The real issues in this debate will be:
1. what the average member of the public wants (yep the public, without whom there would be no industry)
2. whether airlines see a commercial advantage in this capability
3. what 3rd parties (including underwriters) require

In a world where tracking technology is becoming more commonplace and after three recent high profile cases where planes have been difficult to find (AF447, MH370, and now Air Asia), it seems almost quaint (and increasingly unacceptable) to many that large RPT aircraft are not tracked.

mickjoebill
In the eyes of the travelling public the aviation industry is making an ass of itself.


If I recall correctly, it was almost 2 hours after AF447 crashed when Senegal ATC started thinking there was anything amiss. So by the time ATC first became concerned, the aircraft had crashed 2 hours earlier and and 1800km "before" its then presumed location! It was longer still until it was appreciated that AF447 must have crashed "somewhere" (at the 2 hour mark Senegal ATC started asking other AF flights to try and raise 447). This in the 21st century? You have to be kidding me.

I completely accept that tracking would not have saved any lives on AF447 (nor I suspect AirAsia). That is not the point.

Then there is MH370. The cost of the search thus far is massive. The human cost to the relatives of not knowing what happened is incalculable. Against this, so what if it is a 1 in a million event. And that is before you consider the possibility that real time tracking (if unable to be turned off) may have prevented MH370 in the first place.

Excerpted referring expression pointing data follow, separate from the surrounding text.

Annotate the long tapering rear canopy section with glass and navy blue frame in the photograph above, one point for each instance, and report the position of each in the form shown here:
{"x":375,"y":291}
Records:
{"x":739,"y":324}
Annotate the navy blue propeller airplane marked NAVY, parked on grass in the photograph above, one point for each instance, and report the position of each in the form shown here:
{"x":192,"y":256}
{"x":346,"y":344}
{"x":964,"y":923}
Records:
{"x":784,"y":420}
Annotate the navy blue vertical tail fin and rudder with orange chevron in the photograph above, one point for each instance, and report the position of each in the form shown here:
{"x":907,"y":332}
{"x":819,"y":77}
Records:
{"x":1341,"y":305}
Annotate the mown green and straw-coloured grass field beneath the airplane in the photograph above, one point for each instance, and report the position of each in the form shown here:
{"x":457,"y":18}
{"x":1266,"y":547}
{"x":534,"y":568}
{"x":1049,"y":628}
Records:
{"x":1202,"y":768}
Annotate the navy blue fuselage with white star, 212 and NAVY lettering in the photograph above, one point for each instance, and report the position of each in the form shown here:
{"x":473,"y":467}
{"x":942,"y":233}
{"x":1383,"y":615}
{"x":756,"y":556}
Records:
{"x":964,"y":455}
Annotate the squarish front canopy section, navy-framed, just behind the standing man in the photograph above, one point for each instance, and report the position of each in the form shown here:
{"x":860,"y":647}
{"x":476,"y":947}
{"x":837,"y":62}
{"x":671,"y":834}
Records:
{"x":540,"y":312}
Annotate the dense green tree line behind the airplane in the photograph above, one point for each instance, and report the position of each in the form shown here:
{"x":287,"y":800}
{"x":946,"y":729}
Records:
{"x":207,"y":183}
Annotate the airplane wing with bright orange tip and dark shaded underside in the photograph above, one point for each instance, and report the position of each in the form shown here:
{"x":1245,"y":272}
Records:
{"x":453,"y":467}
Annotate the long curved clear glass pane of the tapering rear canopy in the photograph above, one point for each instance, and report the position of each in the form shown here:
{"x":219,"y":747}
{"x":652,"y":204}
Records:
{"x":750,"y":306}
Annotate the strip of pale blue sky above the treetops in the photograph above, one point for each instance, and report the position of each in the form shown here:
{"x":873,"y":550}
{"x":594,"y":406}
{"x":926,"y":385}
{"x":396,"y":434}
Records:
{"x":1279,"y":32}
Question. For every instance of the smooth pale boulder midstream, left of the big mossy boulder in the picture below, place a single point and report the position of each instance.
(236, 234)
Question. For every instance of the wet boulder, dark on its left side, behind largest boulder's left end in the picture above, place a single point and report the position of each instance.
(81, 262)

Inmarsat (and possibly others) are now offering this capability to airlines. For free!. Basic aircraft ID, location, track, and speed take almost zero bandwidth. That is why Inmarsat does not need to charge.

We don't need to stream CVR and FDR - although even that may come in time! We can rely on the onboard recorders. But we do need to be able to reliably find them - hopefully in a timely fashion.

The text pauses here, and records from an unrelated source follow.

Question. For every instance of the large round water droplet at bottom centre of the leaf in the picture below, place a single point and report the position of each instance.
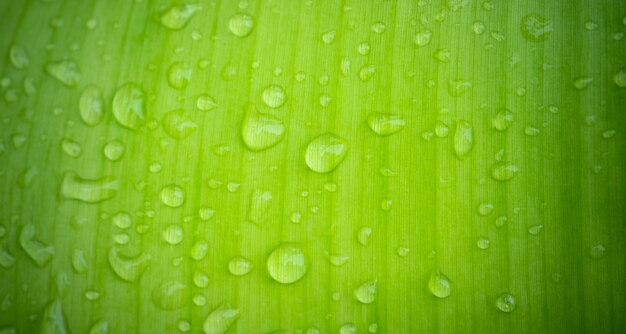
(287, 263)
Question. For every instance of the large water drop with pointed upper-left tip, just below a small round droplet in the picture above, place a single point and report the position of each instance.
(261, 131)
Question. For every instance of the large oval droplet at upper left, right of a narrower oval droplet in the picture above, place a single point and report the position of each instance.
(129, 106)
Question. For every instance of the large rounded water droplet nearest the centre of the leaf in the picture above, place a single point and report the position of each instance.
(325, 153)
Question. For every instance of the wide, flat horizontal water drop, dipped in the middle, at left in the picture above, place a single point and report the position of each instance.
(88, 190)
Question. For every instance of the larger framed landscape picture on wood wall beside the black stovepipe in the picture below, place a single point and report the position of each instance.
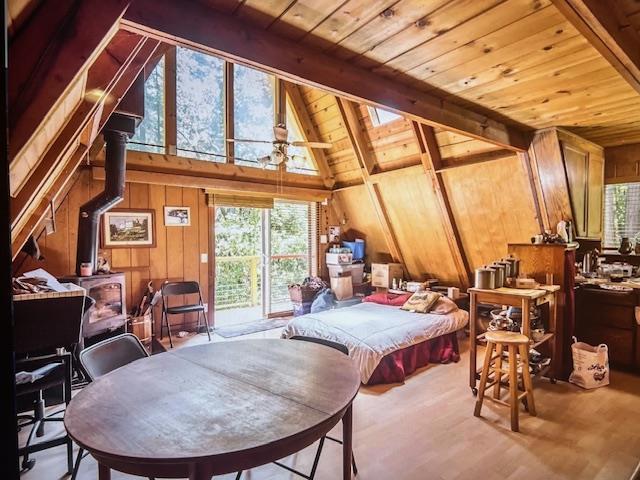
(128, 227)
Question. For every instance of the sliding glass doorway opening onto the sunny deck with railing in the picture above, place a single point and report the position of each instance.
(259, 252)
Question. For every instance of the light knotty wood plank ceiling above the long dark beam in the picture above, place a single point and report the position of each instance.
(521, 58)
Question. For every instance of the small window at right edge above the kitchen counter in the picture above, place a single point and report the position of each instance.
(621, 213)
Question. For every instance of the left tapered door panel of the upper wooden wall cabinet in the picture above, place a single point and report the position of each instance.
(575, 164)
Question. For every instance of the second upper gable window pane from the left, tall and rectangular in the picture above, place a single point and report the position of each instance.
(200, 105)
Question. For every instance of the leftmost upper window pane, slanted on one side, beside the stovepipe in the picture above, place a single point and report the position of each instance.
(149, 136)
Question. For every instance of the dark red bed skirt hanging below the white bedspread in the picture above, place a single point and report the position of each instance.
(394, 367)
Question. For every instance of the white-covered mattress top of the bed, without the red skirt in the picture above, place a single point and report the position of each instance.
(371, 331)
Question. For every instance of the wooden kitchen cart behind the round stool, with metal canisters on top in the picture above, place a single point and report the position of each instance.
(522, 298)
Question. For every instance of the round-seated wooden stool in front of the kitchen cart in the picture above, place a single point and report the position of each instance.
(515, 343)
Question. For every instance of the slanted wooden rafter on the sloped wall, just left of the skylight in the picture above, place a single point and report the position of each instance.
(360, 150)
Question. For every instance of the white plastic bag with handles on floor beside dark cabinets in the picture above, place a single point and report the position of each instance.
(590, 365)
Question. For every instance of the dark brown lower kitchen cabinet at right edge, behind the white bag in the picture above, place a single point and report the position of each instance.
(609, 317)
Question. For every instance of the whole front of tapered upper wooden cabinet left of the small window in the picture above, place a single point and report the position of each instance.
(584, 167)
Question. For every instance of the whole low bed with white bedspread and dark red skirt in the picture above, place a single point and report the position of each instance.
(386, 342)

If some people feel this is pointless and unnecessary, that's OK. However there is no real downside. It is not harmful in any way. And it is not dangerous. So there does not appear to be any real reason to object. If I am missing something, please explain what this is.

I have spent many hours staring out at sea looking for missing planes or boats or survivors and so I congratulate the SAR teams for their efforts to date, and also acknowledge their grim task ahead. But that is hardly the point either.